- Country: United States
- Language: English
- Genre: Short story

Publication
- Published in: The New Yorker
- Media type: Magazine
- Publication date: January 29, 2001

= All That You Love Will Be Carried Away =

"All That You Love Will Be Carried Away" is a short story by Stephen King. It was originally published in the January 29, 2001 issue of The New Yorker.

==Plot summary==
Alfie Zimmer, a traveling salesman peddling gourmet frozen foods, pulls into a Motel 6 in Nebraska for the night. He settles in and pulls out a revolver, ready to commit suicide because he can't "go on living the way he had been living". Alfie has a hobby of recording strange bathroom graffiti which he has discovered on his many long, lonely travels. He starts noting down scrawls on the walls that attracted his attention, gradually becoming fascinated with them. During his solitary travels, he has come to regard these "voices on the walls" as his friends as well as something to think about during the long drive, describing the messages as something precious and important that often "spoke" to him.

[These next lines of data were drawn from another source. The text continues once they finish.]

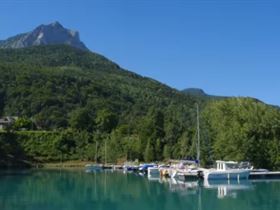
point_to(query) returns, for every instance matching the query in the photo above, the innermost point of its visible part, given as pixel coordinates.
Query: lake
(75, 189)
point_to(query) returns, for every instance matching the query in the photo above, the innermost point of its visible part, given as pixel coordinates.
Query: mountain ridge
(50, 34)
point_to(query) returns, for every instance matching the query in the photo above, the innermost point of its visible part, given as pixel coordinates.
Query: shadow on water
(56, 189)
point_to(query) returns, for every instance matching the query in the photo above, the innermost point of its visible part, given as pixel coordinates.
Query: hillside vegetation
(79, 101)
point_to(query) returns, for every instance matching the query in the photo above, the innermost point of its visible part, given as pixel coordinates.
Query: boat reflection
(227, 188)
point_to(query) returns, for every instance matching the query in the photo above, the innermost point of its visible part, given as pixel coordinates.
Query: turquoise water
(61, 190)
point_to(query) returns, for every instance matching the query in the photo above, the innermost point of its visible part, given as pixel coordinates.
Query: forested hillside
(77, 101)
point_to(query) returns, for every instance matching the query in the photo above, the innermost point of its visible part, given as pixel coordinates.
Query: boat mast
(96, 152)
(105, 160)
(198, 136)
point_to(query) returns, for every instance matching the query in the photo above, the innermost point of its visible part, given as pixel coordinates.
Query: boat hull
(227, 175)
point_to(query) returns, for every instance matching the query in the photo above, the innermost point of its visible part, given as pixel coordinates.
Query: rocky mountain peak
(53, 33)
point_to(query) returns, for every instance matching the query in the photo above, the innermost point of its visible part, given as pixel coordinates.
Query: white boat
(89, 168)
(226, 170)
(228, 188)
(153, 172)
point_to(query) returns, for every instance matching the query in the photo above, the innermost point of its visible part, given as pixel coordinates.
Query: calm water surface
(76, 190)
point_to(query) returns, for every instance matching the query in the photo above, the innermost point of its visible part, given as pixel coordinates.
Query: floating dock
(265, 175)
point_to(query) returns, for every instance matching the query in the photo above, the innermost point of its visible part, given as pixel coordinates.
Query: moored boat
(226, 170)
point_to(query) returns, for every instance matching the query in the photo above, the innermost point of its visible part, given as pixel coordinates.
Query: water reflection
(71, 190)
(227, 188)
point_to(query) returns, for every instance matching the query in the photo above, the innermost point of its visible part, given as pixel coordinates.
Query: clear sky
(226, 47)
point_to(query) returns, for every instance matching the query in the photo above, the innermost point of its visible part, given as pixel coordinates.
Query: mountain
(50, 34)
(200, 94)
(70, 101)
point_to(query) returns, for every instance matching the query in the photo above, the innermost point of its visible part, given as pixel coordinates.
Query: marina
(114, 190)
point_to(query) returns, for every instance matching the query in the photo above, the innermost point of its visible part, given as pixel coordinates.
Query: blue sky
(226, 47)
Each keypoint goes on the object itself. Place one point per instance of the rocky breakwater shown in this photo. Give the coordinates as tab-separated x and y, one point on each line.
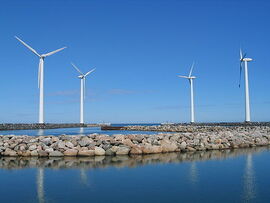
101	145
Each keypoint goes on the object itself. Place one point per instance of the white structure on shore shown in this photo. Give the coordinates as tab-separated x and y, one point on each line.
82	78
245	60
40	77
191	78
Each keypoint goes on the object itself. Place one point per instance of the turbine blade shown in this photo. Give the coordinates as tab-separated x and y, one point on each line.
191	69
89	72
53	52
241	54
31	49
241	67
84	88
180	76
39	69
77	68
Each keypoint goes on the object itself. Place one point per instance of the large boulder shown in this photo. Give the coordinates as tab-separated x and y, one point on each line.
9	152
85	141
123	150
86	153
56	154
136	150
71	152
149	149
168	146
99	151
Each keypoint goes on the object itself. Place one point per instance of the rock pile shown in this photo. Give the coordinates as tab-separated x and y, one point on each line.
122	161
193	139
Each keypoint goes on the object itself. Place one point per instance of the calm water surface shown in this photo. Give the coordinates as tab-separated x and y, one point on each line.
71	131
217	176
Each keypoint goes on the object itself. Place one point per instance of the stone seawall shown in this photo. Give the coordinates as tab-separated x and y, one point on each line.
26	126
122	161
193	139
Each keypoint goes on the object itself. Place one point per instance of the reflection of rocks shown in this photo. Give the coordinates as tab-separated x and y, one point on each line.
121	161
249	181
187	139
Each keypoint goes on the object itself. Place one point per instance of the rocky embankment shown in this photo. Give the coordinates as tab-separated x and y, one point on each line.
32	126
122	161
191	139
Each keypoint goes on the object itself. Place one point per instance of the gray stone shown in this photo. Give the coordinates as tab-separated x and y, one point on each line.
122	151
99	151
56	154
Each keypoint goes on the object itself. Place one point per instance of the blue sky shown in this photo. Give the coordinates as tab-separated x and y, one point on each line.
138	48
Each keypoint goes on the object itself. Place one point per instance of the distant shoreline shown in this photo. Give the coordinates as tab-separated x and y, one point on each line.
184	139
124	126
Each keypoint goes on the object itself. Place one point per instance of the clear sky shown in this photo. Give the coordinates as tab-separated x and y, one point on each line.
138	48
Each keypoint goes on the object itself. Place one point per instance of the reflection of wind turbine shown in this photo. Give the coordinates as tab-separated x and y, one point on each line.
82	78
83	176
40	76
40	185
245	60
193	173
249	180
81	131
190	78
40	132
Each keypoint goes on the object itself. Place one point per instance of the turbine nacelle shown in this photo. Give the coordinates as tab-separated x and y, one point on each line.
246	59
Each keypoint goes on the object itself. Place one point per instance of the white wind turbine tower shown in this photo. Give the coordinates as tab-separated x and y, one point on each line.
191	78
245	60
82	78
40	76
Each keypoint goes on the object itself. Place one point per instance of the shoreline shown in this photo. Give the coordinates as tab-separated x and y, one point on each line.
188	139
123	161
36	126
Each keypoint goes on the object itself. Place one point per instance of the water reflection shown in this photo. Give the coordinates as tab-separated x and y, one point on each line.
83	177
80	187
249	180
81	131
40	185
40	132
132	161
193	173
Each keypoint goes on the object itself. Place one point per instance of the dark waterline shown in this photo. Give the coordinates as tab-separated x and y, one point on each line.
71	131
216	176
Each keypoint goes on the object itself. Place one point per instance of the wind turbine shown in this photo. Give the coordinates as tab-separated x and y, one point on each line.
40	76
245	60
191	78
82	78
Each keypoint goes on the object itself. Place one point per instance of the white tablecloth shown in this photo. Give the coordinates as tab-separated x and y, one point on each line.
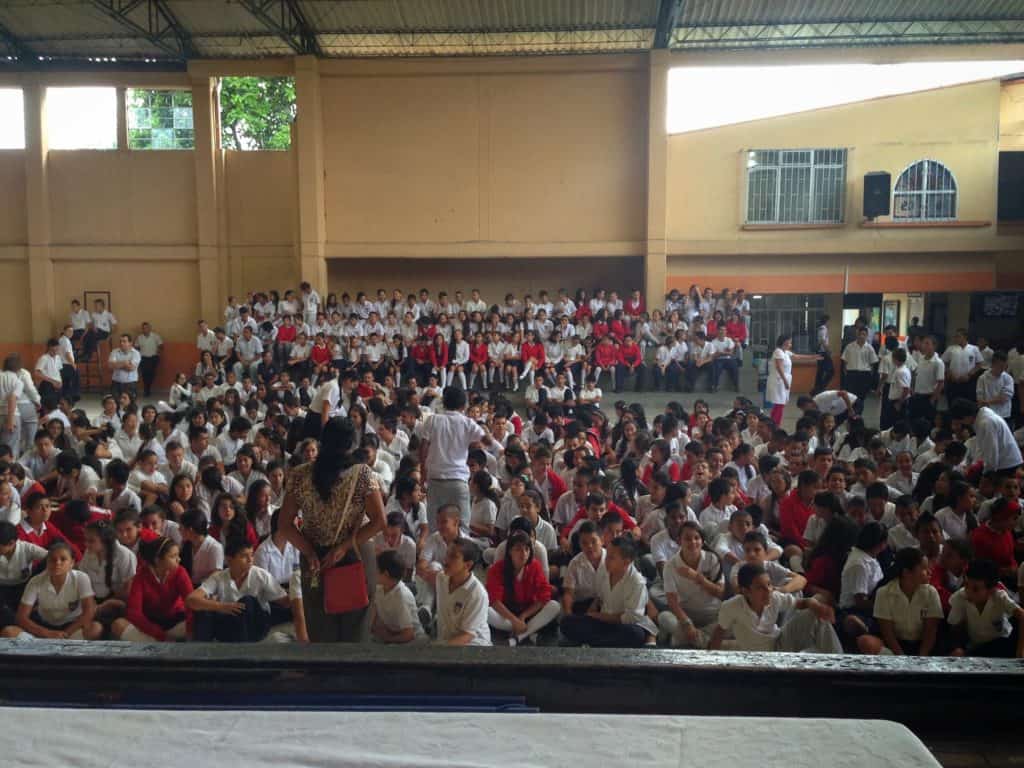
100	738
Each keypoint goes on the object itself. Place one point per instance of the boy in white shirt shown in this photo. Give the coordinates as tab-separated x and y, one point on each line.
462	600
233	604
753	617
393	615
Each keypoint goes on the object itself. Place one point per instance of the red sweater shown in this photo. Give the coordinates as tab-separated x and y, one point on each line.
532	352
793	517
251	537
605	355
154	605
50	535
995	547
531	588
438	356
478	353
629	354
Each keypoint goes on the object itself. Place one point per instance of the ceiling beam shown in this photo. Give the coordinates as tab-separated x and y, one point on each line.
15	46
668	16
287	20
158	24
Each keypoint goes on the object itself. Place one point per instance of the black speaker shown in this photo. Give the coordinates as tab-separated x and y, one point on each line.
877	194
1012	186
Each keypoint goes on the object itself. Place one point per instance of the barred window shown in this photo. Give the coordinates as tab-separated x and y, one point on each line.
160	119
925	192
796	186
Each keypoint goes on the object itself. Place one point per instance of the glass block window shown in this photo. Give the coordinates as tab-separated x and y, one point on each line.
925	192
160	119
796	186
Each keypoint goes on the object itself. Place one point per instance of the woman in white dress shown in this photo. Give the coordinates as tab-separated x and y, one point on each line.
780	376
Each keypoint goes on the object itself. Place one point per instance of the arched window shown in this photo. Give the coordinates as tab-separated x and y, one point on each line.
925	192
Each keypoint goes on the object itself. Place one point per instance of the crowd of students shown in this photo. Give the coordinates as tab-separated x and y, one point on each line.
688	529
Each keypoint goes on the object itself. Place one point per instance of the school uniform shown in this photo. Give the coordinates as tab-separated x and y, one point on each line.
395	608
628	599
803	632
859	359
54	608
256	592
125	565
907	613
462	609
988	630
699	606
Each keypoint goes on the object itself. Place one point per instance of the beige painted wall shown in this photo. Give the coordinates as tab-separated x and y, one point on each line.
956	126
121	198
173	314
495	278
12	220
262	219
422	155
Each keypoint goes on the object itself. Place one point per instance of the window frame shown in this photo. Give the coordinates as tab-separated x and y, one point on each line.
812	167
924	194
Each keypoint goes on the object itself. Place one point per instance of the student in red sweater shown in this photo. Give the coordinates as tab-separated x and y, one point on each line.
993	540
156	609
227	523
519	592
630	361
531	354
37	528
478	360
795	510
439	359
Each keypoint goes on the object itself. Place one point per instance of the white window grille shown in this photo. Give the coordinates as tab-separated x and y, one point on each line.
925	192
796	186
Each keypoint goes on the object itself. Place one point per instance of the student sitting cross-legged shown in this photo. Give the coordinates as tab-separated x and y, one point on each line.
57	604
617	616
519	592
233	604
393	614
156	610
753	619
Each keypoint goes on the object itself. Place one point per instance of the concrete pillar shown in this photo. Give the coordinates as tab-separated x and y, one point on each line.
655	254
37	200
309	152
206	124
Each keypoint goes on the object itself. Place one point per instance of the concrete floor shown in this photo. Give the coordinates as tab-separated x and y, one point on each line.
653	402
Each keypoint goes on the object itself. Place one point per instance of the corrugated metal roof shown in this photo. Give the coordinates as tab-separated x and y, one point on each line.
396	28
721	12
484	15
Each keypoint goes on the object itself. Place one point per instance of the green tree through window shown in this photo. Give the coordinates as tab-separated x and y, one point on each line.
256	113
160	119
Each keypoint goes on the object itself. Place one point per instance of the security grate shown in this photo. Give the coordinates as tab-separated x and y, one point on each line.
796	186
925	192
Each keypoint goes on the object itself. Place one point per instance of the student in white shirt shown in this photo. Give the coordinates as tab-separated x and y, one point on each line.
462	600
995	387
980	614
907	609
617	617
57	604
393	615
753	619
694	586
233	604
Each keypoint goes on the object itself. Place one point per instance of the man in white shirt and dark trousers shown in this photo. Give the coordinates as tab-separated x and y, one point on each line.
446	437
858	357
148	345
124	364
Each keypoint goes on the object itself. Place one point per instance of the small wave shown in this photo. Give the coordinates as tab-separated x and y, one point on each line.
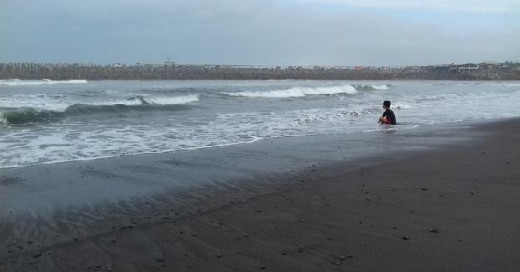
297	92
171	100
372	87
381	87
17	82
53	113
28	116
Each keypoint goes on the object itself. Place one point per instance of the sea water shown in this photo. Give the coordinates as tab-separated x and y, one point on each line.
45	121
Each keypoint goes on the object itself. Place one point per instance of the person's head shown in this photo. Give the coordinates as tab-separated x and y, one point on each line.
386	104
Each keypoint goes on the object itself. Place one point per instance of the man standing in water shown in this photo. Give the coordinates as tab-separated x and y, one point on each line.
388	116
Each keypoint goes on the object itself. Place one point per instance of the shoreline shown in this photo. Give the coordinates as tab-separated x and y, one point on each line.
430	211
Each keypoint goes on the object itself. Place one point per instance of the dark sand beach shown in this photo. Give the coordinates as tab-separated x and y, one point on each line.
454	207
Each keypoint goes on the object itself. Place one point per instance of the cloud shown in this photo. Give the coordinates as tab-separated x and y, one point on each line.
245	32
479	6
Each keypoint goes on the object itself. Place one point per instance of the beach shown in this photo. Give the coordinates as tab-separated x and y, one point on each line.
449	203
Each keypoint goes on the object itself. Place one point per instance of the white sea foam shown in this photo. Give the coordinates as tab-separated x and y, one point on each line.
380	87
172	100
17	82
297	92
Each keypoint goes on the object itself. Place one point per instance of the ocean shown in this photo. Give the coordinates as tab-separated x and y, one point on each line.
45	121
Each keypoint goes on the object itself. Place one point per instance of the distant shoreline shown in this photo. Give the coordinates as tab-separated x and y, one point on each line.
172	71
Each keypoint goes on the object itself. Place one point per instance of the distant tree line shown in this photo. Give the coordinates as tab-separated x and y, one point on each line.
169	71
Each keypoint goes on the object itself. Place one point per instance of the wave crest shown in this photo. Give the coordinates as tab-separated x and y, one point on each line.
17	82
297	92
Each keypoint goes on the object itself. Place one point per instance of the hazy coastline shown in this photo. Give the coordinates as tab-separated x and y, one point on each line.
172	71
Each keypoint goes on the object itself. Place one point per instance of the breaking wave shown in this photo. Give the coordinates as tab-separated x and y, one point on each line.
17	82
52	113
306	91
297	92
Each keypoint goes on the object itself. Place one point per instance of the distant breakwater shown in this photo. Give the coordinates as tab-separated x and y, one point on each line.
168	71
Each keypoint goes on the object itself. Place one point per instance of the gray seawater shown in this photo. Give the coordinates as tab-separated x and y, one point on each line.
47	121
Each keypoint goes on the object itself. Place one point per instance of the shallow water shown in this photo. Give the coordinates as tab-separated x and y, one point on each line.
46	121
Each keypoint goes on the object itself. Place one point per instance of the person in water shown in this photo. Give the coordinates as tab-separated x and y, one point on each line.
388	116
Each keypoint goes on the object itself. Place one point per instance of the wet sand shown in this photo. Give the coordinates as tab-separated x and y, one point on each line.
454	208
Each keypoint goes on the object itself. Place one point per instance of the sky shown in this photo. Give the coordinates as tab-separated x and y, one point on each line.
260	32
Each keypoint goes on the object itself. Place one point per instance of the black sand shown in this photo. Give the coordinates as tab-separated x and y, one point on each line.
454	208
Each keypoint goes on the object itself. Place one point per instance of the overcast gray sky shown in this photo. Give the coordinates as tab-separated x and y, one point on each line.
260	32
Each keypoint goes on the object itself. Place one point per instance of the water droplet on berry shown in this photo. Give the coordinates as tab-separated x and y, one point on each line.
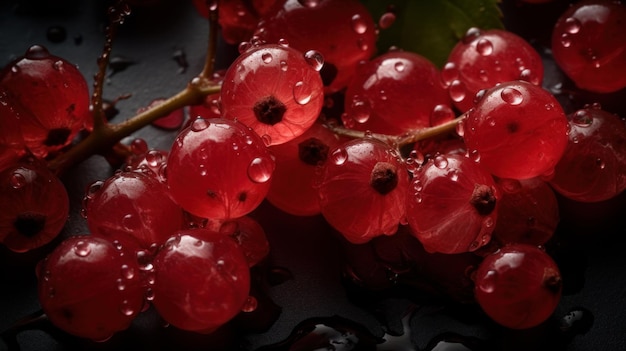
440	161
359	24
37	52
250	304
339	156
126	309
302	93
457	91
17	180
127	272
199	124
386	20
512	96
260	169
471	34
399	66
441	114
484	47
488	283
315	59
82	248
266	57
572	25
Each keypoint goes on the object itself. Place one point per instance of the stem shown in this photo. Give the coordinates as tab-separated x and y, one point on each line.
405	139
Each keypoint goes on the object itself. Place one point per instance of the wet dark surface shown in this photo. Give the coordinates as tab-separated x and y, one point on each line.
304	304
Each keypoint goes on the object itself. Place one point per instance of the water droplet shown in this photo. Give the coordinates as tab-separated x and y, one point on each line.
199	124
399	66
471	34
572	25
359	24
17	180
315	59
441	114
488	282
582	118
360	111
260	169
339	156
37	52
250	304
457	91
266	57
127	272
309	3
386	20
440	161
512	96
484	47
82	248
302	93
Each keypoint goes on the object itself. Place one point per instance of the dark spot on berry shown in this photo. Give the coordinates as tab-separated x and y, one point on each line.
29	224
328	73
242	197
512	127
313	151
483	199
57	136
384	177
269	110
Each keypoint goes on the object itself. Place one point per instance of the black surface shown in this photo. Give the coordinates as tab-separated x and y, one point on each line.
306	248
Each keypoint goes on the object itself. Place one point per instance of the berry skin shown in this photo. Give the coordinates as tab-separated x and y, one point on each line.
201	280
274	90
484	58
395	93
589	45
34	206
90	287
132	205
219	169
362	189
297	161
518	286
516	130
593	167
50	98
452	207
343	31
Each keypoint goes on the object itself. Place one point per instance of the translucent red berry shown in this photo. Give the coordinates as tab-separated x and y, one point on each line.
518	286
219	169
90	288
589	45
274	90
516	130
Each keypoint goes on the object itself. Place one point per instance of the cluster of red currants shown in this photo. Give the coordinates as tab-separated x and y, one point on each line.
312	120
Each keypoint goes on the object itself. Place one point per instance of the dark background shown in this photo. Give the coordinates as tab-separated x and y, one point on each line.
305	247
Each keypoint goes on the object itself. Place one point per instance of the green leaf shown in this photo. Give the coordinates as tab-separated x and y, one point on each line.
431	28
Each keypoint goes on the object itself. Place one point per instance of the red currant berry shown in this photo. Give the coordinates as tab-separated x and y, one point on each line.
589	45
516	130
518	286
201	280
90	287
274	90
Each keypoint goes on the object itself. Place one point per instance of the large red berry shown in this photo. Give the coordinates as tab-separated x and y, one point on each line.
201	280
589	45
516	130
219	169
274	90
90	287
49	96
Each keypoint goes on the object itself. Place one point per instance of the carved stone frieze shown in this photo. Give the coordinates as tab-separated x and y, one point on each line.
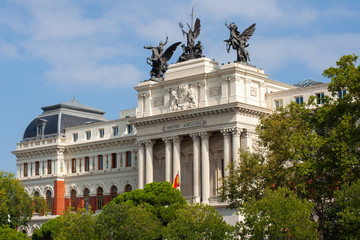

Alfie decides that "a shot in the mouth is easier than any living change" but every time he puts the gun in his mouth, he worries that leaving the notebook filled with bizarre ramblings behind will make him seem insane to whoever finds his body. Alfie wants to write a book about the graffiti, even coming up with a great title, but knows "the telling would hurt". While standing in the freezing cold of the winter night, sobbing to himself, Alfie decides on a plan: if the lights of a farmhouse behind the motel reappear through the snow before he counts to 60, he will write the book. If not, he will toss the notebook into the snow, then go inside and shoot himself.

The story closes with Alfie standing near the field outside the motel, starting to count, thus leaving the ending ambiguous.

== Publication ==
"All That You Love Will Be Carried Away" was originally published in the January 29, 2001 issue of The New Yorker magazine. In 2002, it was included in King's collection Everything's Eventual with minor variations.

== Reaction ==
Rocky Wood describes "All That You Love Will Be Carried Away" as "very much King in mainstream fiction mode" and as "a disturbing tale with hints of redemption [...] leavened ny the humor contained in the graffiti Zimmer collects". Publishers Weekly described it as "an intensely moving story".

== Adaptations ==
In 2004, James Renner directed an adaptation of "All That You Love Will Be Carried Away". King granted Renner the rights to adapt this story as part of his Dollar Baby program for aspiring filmmakers. It was an official selection at the 2005 Montreal World Film Festival.

Other Dollar Baby adaptations have been made by Scott Albanese, Brian Berkowitz, Mark Montalto, Chi Laughlin and Natalie Mooallem, Anthony Kaneaster, Seth Friedman, Robert Sterling, Hendrik Harms, Chloe Brown, João Augusto de Nardo, Bolen Miller and Maria Delaossa.